The first is smaller scooters may be uninsured by default. Some states exempt scooters or mopeds under a displacement threshold from insurance requirements, so owners ride with no coverage and no protection against theft or liability. There is no uniform national cutoff — both the threshold and whether an exemption exists at all vary from state to state — so the fix is to check the rider's own state DMV for its motorcycle and moped rules. Even where insurance is not mandated, carrying liability and theft coverage is recommended.
The second is homeowners and auto policies rarely extend to scooters. Owners often assume a scooter is covered by an existing auto or homeowners policy; both generally exclude motorized two-wheelers for liability and theft. The fix is to buy a dedicated scooter or motorcycle policy rather than relying on an existing auto or homeowners policy.
The third is theft exposure in urban parking. Lightweight scooters parked on city streets are easy theft targets, and without comprehensive coverage that loss is unprotected. A scooter is light enough to lift, often parked in public view, and rarely secured the way a car is — the combination is why urban theft is the loss a scooter policy is most likely to pay on. The fix is to carry comprehensive coverage, use a secure lock, and ask about anti-theft discounts.
Top providers for a scooter
Low displacement already makes a scooter cheap to insure, so the roster is less about who is cheapest and more about who writes the policy at all. Five carriers do.
Geico tends to post among the lowest base quotes for a clean-record scooter rider — the direct model and the low base risk pull in the same direction [GEICO, 2026]. Progressive writes scooters and mopeds with custom-parts coverage folded into the base policy, the wider standalone choice if a scooter carries any aftermarket value. Difficult record? Dairyland still writes it. Foremost, the Farmers-family specialist, takes on scooters and non-standard powered two-wheelers a mainstream carrier might pass on. Allstate is the agent-network pick for a rider who wants the policy walked through face to face.

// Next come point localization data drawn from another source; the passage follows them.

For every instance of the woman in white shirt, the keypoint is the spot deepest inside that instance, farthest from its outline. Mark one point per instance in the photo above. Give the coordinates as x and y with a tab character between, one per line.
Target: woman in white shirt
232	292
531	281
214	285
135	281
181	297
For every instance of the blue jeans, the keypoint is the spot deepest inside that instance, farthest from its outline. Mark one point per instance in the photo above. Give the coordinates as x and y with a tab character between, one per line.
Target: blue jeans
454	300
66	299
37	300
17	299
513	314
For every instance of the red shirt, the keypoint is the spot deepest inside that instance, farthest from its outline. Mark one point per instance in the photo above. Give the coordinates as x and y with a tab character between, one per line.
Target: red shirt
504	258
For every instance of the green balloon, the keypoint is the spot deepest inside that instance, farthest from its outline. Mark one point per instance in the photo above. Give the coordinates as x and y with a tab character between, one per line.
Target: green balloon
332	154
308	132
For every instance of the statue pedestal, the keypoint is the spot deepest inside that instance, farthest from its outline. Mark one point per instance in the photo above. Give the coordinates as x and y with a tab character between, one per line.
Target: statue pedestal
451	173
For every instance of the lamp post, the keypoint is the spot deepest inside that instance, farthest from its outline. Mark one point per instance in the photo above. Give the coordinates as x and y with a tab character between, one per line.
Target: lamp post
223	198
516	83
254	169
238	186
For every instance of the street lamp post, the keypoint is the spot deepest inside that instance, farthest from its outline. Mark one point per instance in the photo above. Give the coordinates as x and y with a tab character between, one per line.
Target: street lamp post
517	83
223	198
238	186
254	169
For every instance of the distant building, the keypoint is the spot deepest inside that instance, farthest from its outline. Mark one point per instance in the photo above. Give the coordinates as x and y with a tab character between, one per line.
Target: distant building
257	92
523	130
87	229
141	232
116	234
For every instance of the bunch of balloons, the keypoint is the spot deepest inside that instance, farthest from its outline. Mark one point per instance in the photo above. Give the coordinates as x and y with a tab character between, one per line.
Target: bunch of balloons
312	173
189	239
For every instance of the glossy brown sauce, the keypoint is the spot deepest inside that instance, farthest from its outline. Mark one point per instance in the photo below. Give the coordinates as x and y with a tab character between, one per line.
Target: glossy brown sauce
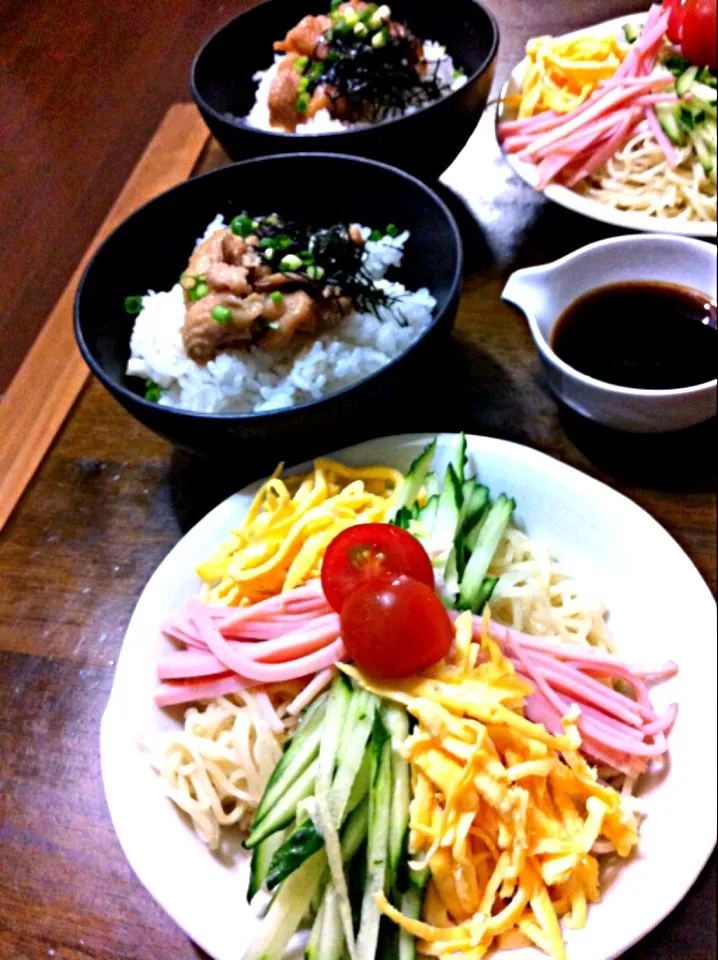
652	336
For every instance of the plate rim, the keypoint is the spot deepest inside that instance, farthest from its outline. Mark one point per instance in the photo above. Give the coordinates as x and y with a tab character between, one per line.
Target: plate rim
195	930
569	199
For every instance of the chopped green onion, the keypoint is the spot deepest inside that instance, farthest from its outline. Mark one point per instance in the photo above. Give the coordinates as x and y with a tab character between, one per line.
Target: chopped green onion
290	262
381	14
221	314
152	391
241	226
133	305
201	290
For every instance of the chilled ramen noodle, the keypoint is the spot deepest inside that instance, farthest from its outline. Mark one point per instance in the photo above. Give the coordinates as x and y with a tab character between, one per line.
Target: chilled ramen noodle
639	179
216	766
535	596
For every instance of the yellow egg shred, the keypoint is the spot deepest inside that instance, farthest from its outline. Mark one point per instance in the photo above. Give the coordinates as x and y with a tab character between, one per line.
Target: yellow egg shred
281	543
562	73
504	813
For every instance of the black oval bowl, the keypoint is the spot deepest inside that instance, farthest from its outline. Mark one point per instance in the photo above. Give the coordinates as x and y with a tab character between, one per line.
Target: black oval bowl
425	142
151	248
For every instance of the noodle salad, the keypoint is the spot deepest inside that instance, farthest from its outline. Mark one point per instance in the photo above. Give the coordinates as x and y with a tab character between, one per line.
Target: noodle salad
416	718
631	123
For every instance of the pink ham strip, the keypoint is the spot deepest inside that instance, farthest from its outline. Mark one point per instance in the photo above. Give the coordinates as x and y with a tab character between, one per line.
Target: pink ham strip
312	690
183	664
171	694
264	672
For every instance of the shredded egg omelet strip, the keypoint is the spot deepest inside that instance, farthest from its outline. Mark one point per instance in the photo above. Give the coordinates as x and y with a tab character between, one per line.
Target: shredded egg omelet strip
288	527
562	73
504	813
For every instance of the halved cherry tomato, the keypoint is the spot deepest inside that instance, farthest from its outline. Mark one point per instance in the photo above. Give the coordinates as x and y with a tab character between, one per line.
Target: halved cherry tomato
675	20
395	627
370	551
699	43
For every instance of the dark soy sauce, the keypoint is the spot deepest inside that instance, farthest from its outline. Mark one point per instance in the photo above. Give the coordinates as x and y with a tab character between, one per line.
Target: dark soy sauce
652	336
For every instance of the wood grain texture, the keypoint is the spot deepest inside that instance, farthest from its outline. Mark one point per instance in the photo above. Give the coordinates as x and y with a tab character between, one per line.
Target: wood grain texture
110	500
53	373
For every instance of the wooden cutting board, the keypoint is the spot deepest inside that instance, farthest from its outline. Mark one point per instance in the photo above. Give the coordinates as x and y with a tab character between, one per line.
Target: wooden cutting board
43	390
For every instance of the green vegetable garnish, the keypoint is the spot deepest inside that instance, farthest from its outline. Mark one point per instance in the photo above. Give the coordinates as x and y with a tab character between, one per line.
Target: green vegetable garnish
290	262
153	391
221	314
133	305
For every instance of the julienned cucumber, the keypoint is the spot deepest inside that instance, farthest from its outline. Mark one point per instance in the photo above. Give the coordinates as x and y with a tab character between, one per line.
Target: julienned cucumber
491	531
414	479
327	939
396	721
292	902
300	751
262	859
285	809
306	839
377	845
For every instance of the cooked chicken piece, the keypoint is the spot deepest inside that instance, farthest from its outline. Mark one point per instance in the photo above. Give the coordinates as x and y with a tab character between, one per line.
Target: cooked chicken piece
303	38
233	248
203	336
207	253
300	313
276	280
282	99
223	276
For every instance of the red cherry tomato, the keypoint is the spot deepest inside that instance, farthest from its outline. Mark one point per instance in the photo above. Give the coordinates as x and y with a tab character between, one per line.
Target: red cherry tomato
675	20
369	551
698	40
393	628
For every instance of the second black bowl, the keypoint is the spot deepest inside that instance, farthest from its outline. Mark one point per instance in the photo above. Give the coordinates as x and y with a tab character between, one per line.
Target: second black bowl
425	142
151	248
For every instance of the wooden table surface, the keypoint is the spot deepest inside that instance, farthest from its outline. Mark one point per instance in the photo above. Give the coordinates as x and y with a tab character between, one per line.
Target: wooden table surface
111	499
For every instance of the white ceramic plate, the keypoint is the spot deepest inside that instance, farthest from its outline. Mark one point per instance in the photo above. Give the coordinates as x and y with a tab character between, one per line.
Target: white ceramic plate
659	608
584	205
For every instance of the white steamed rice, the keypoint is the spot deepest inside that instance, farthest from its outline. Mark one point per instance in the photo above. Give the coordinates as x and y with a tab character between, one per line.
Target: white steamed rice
245	381
322	121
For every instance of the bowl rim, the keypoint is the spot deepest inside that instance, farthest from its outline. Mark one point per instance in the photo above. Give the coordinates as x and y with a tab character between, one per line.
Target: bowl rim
604	386
117	386
239	123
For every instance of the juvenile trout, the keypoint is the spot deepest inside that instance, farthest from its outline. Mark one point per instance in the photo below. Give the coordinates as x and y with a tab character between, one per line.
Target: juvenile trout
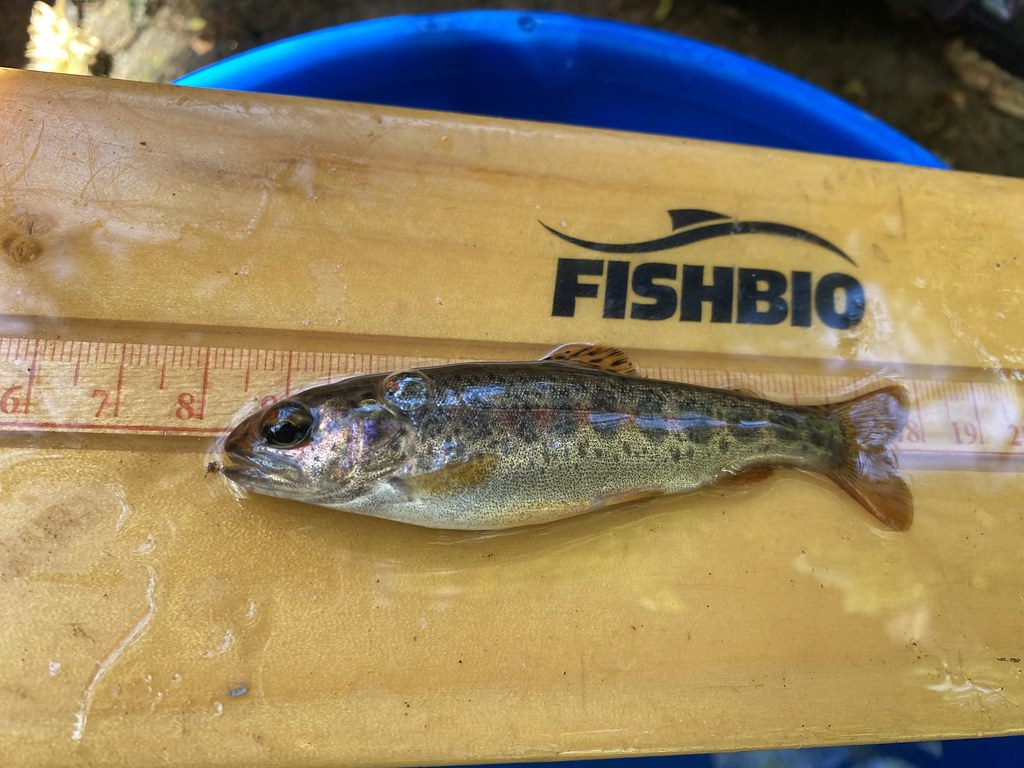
482	445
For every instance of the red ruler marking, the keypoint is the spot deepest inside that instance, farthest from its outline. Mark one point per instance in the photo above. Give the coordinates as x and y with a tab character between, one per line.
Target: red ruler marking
951	419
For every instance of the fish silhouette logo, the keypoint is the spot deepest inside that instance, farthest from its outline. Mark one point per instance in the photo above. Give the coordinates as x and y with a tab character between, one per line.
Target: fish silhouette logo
693	224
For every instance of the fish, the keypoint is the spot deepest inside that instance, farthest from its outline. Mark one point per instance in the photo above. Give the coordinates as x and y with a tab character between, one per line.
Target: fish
491	445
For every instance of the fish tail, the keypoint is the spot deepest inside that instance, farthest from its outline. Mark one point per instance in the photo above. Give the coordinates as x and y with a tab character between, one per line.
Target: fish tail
868	472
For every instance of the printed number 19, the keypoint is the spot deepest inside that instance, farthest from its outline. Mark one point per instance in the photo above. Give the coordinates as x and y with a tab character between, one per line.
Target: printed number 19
966	432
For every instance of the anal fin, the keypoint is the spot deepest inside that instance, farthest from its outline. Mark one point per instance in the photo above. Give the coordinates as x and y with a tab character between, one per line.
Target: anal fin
744	477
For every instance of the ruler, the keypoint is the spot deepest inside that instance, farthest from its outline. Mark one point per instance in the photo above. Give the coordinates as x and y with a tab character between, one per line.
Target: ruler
54	385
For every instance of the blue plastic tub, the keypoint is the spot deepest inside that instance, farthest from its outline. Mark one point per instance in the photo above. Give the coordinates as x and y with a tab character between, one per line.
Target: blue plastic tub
603	74
566	70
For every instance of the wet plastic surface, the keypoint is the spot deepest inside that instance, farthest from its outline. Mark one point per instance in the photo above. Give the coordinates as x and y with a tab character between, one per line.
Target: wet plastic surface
150	613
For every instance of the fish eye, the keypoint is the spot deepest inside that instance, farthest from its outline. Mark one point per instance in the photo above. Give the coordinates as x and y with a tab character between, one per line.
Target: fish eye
286	424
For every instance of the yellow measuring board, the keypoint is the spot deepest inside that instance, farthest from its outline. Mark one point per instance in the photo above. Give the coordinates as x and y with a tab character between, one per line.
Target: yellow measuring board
95	386
170	258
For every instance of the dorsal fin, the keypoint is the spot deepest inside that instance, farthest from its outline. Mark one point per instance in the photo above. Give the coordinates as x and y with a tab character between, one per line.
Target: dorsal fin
601	356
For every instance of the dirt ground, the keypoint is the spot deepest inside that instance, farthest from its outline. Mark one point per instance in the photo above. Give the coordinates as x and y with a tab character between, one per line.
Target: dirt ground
897	64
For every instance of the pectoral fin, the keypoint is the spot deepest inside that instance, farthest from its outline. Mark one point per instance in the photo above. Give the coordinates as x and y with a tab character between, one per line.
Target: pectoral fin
450	479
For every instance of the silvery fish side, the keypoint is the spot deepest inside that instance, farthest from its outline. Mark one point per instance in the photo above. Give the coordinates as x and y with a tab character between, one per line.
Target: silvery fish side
484	445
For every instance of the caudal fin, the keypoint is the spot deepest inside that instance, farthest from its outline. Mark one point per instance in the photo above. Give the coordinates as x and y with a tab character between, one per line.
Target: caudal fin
872	423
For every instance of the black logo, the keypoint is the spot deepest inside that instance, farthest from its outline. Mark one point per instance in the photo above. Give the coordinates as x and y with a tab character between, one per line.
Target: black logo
685	231
735	295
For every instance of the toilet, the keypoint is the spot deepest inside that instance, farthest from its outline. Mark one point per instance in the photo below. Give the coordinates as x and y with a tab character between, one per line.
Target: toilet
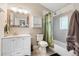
41	44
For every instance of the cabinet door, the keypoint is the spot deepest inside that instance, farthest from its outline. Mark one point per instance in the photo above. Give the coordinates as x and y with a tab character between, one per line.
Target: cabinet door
7	46
18	43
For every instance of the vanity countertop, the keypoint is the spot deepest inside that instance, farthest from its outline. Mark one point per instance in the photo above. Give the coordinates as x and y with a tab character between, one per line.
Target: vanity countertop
21	35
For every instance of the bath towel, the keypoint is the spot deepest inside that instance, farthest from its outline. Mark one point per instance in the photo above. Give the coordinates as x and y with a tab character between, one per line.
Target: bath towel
73	33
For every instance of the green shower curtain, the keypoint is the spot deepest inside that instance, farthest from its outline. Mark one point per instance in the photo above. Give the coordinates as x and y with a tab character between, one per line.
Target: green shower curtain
47	29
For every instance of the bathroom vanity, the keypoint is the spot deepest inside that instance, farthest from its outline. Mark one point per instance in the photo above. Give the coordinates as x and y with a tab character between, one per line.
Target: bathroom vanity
17	45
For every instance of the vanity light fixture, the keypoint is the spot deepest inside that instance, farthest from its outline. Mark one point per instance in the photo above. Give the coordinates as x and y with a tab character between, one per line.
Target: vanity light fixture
19	10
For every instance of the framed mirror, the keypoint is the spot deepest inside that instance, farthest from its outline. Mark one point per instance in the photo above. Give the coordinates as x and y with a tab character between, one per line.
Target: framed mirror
19	20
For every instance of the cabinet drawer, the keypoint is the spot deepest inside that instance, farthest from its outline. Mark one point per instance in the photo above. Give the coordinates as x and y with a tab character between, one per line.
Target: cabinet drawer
18	53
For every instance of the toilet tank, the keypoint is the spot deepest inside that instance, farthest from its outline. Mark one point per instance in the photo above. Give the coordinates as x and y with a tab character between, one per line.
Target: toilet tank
39	37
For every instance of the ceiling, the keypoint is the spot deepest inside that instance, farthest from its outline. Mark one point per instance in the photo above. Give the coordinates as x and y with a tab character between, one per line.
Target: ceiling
54	6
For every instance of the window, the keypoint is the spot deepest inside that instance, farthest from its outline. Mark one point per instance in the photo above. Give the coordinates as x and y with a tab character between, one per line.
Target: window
64	22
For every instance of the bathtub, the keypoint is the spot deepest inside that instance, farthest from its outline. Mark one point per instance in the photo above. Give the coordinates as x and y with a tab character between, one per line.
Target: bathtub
60	48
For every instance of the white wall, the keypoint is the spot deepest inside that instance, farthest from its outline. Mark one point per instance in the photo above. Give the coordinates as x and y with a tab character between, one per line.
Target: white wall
2	21
61	35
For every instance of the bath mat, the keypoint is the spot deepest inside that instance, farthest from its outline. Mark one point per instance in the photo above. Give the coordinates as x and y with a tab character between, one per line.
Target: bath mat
56	54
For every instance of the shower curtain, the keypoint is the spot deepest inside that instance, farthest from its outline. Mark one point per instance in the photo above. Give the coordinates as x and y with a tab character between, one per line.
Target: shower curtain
73	33
47	29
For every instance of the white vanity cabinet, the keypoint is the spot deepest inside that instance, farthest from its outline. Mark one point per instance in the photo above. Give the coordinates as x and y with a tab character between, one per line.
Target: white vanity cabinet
16	46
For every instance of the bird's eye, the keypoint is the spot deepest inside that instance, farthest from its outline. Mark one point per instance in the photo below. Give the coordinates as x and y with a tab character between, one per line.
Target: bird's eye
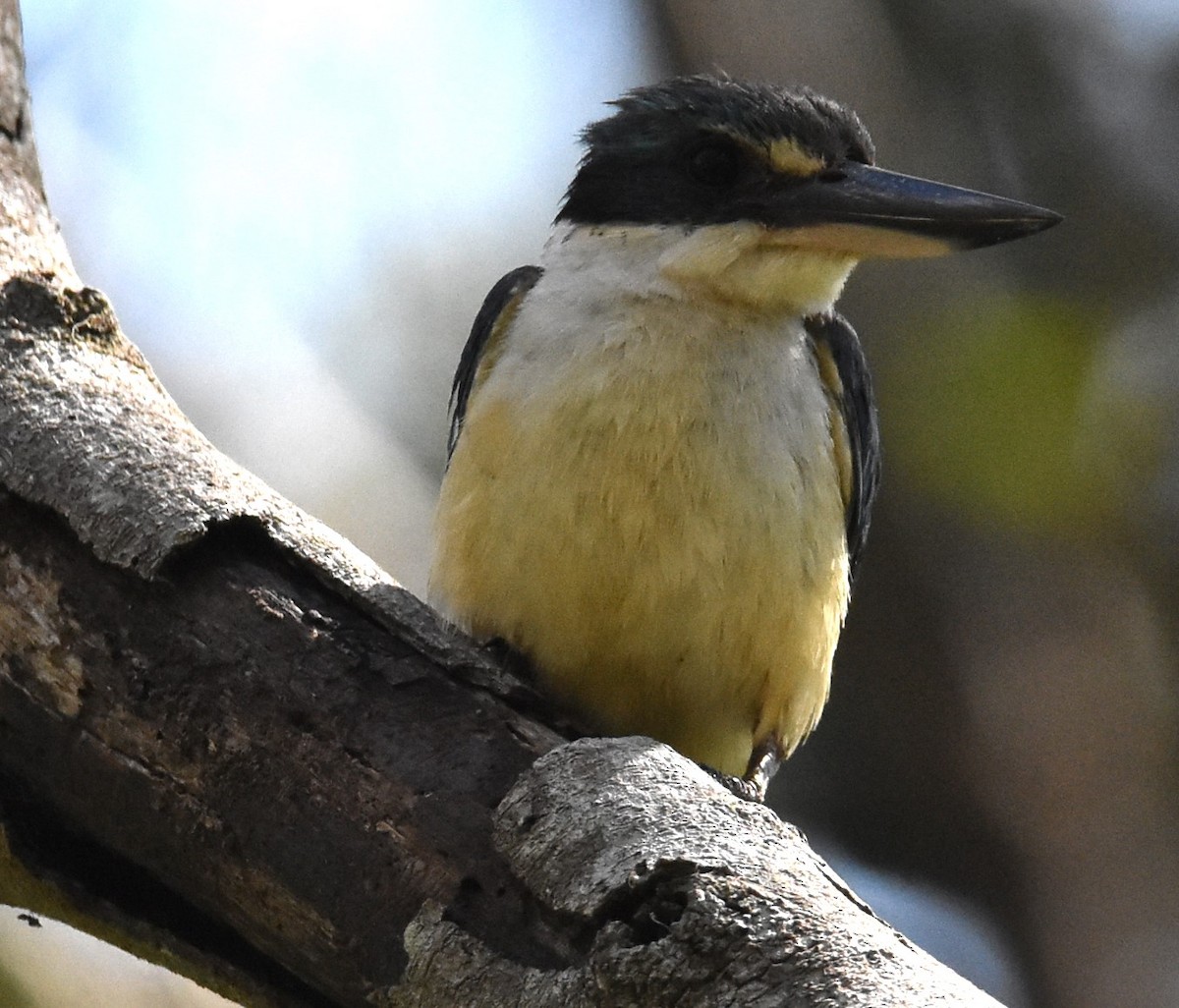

Because the gap most scooter owners hit is being uninsured by default, the first move is to confirm the scooter is on a real policy — check Progressive's scooter coverage rather than assume an existing policy reaches it.
Average premium ranges
A scooter rider should budget between $120 and $420 a year. That figure is a methodology-attributed range, not a quote — it reflects motoinsure's sample modeling across rider profiles and sits well below the all-bikes median, because low displacement, low speed, and low replacement cost keep scooter premiums among the cheapest.
What moves a scooter premium within that range: the displacement and value of the scooter, the coverages selected, the rider's record, the city and its theft rate, and the deductible. A small scooter with liability-only coverage in a low-theft area sits near the bottom of the range; a larger scooter with full coverage in a high-theft city sits near the top. Pull a live quote for your own scooter and the coverages you need — and confirm first whether your state requires a policy at all.
Scooter-specific discounts
The discounts on a scooter policy are the standard motorcycle levers, applied to an already-cheap premium. Insuring more than one bike, bundling a multi-policy package, paying the premium in full rather than monthly, and an MSF-recognized safety course where the carrier offers it all reduce the number [Progressive Corporation, 2026].
Anti-theft measures matter more on a scooter than the small premium suggests, because urban theft is the main loss a scooter policy is built around — a secure lock both lowers the risk and can earn an anti-theft discount. Given how low scooter premiums already are, the more useful framing is not chasing every discount but making sure the scooter is insured at all, because the saving from skipping coverage entirely is dwarfed by a single theft or liability claim. Discounts vary by carrier and state.